Indigo paham dia sedang bermimpi. Tetap, dia ingin menetap. Seperti kebiasaannya dahulu, Indigo dapati dirinya berdiri di tepi pantai. Sendirian. Di sana, dia hanya tercenung, membayangkan semburat matahari seperti kuning telur yang tumpah sementara permukaan laut menangkupnya seumpama wajan. Memandang ke kejauhan, mengagumi cakrawala jingga yang mengambang di atas permukaan air nan nila, serta merasakan debur semu ombak sayup-sayup menggempur telinganya.

Nila. Dia nyaris tidak ingat, pula tidak ingin terngiang, bahwa dia pun sempat menjadi nila seperti air laut di hadapannya. Sebelum menjadi Indigo, biru baru yang terlahir kembali. Namun kini, dengan perginya Pak Petuah, masih pantaskah dia menyandang nama tersebut? Haruskah dia kembali menjadi Nila dan pulang ke kampung halamannya, meskipun dia tidak tahu di mana? Dia bahkan tidak ingat jalan pulang, hampir yakin seluruh perjalanannya adalah halusinasi kala itu. Mungkin, dan hanya mungkin, dia bisa terus mencari dengan berjalan dan terus berjalan, menggunakan arah berlawanan seperti ketika Pak Petuah menjemputnya, tetapi untuk apa? Kenangan akan kampung halamannya terasa seperti memori kabur yang tak Indigo rindukan sama sekali.

"Indigo!"

Lamunan Indigo lekas terbuyarkan oleh suara semu lain yang dia dengar. Panggilan yang tak asing. Refleks dia mendongak ke belakang sebelum tersengat oleh kehadiran seseorang. Kini, jauh di seberang hamparan pasir, di dekat sebuah rumah yang masih berdiri tegak alih-alih puing-puing hitam, Indigo melihat Pak Petuah sedang berdiri menatapnya. Pria tua itu utuh, tanpa luka bakar, dan—yang paling penting—hidup. Di samping Pak Petuah, Iloa menyalak girang seolah turut memanggil.

Indigo terbeliak. Ingin dia berlari menghampiri dua sosok yang teramat dirindukannya tersebut, tetapi kakinya tidak dapat digerakkan sedikit pun. Pasir di bawahnya seolah memerangkap kedua kaki perempuan itu. Kepanikan serta-merta menjalari Indigo, ditambah rasa tidak sabar untuk segera menghampiri Pak Petuah dan Iloa.

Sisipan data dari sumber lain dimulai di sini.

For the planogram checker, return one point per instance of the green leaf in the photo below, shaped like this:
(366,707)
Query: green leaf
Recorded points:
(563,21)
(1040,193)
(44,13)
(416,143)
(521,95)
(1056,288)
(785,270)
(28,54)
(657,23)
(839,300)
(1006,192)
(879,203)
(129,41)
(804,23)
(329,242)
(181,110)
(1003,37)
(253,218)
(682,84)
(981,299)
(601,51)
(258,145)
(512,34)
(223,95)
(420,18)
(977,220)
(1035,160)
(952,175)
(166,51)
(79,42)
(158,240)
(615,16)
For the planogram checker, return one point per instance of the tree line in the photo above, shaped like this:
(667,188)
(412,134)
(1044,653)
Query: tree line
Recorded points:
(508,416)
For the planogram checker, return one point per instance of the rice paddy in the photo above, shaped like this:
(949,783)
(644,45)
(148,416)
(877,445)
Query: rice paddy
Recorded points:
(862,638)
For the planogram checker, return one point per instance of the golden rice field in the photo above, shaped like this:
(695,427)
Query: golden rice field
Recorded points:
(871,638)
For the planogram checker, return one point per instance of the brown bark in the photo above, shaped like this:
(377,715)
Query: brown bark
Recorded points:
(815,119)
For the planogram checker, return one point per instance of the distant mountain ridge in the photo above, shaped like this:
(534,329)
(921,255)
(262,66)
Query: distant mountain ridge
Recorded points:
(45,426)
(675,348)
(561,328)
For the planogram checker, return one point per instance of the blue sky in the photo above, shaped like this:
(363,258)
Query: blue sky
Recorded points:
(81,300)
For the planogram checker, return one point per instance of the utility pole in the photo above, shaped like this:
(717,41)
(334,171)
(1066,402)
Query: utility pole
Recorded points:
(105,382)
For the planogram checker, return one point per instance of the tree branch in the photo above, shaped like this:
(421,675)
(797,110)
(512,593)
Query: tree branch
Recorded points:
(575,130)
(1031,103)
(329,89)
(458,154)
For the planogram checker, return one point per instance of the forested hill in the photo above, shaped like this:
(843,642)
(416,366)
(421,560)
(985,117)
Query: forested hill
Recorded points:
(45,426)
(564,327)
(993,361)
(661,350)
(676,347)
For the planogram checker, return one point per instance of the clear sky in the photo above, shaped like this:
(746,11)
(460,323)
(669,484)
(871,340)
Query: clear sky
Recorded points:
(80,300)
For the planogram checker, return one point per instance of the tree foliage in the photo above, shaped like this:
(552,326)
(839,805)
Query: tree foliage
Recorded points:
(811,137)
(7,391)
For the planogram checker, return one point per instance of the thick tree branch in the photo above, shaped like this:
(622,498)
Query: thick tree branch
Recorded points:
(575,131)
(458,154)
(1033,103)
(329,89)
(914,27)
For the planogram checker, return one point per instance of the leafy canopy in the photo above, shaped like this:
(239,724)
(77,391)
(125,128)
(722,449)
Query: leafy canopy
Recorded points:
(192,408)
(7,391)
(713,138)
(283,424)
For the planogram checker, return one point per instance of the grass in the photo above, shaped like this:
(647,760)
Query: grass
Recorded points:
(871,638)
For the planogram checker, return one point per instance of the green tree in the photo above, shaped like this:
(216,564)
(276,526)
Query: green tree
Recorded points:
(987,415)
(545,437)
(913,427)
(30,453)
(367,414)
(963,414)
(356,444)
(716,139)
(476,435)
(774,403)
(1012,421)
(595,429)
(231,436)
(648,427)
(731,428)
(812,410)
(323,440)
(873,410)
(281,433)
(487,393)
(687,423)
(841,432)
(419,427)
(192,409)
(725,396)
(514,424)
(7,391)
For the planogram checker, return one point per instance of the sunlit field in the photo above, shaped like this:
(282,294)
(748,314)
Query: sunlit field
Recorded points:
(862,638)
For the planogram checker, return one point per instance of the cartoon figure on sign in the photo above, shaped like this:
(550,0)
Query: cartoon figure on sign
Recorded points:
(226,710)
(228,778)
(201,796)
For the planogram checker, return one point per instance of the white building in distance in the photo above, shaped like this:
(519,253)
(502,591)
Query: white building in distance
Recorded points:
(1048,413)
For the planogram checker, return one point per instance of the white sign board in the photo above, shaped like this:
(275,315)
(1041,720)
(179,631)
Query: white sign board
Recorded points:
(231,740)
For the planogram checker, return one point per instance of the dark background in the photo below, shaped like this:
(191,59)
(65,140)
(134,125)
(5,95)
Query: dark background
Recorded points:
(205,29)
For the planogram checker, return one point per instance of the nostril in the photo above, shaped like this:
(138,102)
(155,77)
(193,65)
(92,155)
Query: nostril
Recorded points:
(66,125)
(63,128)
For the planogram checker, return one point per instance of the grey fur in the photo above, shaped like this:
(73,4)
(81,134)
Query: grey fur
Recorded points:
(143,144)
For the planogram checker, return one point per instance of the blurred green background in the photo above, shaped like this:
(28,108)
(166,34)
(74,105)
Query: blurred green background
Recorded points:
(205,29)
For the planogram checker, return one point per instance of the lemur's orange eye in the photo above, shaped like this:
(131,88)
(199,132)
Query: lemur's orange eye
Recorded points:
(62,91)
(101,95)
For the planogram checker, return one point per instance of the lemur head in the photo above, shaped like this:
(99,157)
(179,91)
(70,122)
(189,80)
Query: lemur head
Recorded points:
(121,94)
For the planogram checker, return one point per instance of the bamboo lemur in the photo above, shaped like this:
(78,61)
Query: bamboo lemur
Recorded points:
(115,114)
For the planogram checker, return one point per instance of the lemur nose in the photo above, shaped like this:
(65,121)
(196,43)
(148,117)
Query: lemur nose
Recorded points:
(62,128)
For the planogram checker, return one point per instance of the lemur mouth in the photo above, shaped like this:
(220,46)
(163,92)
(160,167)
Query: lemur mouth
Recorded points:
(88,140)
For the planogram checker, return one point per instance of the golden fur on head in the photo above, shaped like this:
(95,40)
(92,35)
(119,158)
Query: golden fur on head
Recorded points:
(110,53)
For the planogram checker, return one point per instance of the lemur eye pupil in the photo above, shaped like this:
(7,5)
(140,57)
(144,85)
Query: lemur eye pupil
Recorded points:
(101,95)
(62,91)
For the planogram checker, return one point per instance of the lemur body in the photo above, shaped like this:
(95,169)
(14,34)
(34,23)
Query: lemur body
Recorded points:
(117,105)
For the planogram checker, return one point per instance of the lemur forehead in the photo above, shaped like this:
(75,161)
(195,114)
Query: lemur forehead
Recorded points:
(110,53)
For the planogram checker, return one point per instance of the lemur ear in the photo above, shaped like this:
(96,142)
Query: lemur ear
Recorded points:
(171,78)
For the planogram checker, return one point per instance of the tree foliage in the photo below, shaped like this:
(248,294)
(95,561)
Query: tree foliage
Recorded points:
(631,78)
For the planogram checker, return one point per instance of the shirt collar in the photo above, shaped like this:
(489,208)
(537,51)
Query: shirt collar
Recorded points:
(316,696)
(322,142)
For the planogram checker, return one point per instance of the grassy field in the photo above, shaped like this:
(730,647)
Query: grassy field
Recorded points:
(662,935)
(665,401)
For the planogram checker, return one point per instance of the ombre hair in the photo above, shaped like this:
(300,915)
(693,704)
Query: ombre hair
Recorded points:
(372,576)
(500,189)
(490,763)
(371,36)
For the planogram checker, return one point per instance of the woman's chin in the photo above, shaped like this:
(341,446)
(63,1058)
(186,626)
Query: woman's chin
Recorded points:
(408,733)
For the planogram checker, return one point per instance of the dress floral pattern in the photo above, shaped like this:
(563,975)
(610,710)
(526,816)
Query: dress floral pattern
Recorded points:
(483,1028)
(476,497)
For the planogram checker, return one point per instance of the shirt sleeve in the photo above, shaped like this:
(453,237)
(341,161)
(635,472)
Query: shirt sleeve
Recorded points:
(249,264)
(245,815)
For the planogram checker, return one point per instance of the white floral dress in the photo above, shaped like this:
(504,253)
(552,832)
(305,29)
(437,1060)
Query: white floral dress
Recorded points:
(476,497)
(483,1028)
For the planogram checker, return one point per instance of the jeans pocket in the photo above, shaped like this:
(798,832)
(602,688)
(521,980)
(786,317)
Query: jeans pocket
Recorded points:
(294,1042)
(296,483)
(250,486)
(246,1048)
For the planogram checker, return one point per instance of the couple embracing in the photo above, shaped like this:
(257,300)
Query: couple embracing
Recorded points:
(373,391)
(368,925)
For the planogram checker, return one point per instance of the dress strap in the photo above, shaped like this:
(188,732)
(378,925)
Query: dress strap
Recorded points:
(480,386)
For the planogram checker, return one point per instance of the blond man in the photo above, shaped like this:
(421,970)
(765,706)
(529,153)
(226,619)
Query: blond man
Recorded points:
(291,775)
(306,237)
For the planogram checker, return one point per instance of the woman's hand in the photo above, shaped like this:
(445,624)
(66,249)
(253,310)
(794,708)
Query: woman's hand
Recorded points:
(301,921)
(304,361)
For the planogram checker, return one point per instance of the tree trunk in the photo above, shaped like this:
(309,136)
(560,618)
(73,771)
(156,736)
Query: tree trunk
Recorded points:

Namun, tetap dia tak mampu bergerak, sementara di depan sana Pak Petuah memandanginya dengan raut cemas yang melebihi biasanya.

Kecemasan tersebut rupanya bukan tanpa alasan. Gemuruh semu pelan-pelan merambati pendengarannya. Seketika, didorong firasatnya, Indigo menoleh ke belakang. Tiba-tiba saja ombak mulai mengamuk, membentuk gulungan air tinggi yang berlomba-lomba menuju daratan. Permukaan air bergemuruh seakan-akan diterjang gempa lalu bersiap membentuk tsunami. Semburat jingga mentari pun tak kentara lagi, tertutupi oleh ombak yang terus meninggi. Laut tiba-tiba murka, sementara kaki Indigo masih tidak dapat digerakkan seujung jari pun.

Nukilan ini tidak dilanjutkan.